Pada saat dirinya pergi, karena capek disindir disuruh pergi...eeehhh, malah disebut “pengkhianat”. Cilaka dua belas. Sudah capek-capek setia, kesetiaannya tak dihargai, diusir, masih dikatai pengkhianat.
Karena itu, kesetiaan pada sesuatu tidak selamanya bernilai. Setia pada pihak yang tidak mau disetiai, dan selalu menampik Anda...maka apa artinya kesetiaan itu?
Kesetiaan Teh Ninih mungkin sama dengan kesetiaan Ibu Inggit Ganarsih pada Soekarno. Kesetiaan keduanya sangat berharga mengantar suami ke pintu kesuksesan.
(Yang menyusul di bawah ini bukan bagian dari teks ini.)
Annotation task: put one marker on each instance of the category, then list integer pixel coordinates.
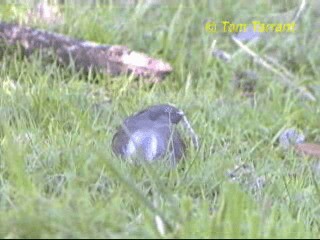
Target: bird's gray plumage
(150, 134)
Dan setelah itu, mereka mundur.
Kedua wanita itu seakan memberi cermin tentang arti kesetiaan. Kesetiaan memang mulia, ironisnya kadang hanya berharga jika kesetiaan itu memang diharapkan. Kesetiaan juga terasa hampa, ketika kesetiaan itu tak bersambut.
Malangnya, kesetiaan itu kadang tak terasa, tak terlihat ketika diberikan dengan gencar tanpa pamrih. Akhirnya yang setia sadar, kesetiaannya tak berguna. Si pemberi kesetiaan lalu pergi, karena sadar kesetiaannya dipandang sebelah mata...juga kadang terjadi di sekeliling kita.
Saat membaca artikel-artikel bagus, saya merasa artikel itu ada seakan hanya “sim salabim”. Saya belum menyadari bahwa tulisan-tulisan bagus itu ada, karena hasil kreativitas menguras pikiran, kesetiaan dan dedikasi penulisnya. Namun ketika para penulis bagus itu menghilang satu persatu, baru saya sadari apa arti menghargai dan mempertahankan kesetiaan orang lain.
Salam buat para pembaca dan penulis yang terlupakan, tak tersapa, tak terdengar namanya, namun tetap setia berkarya.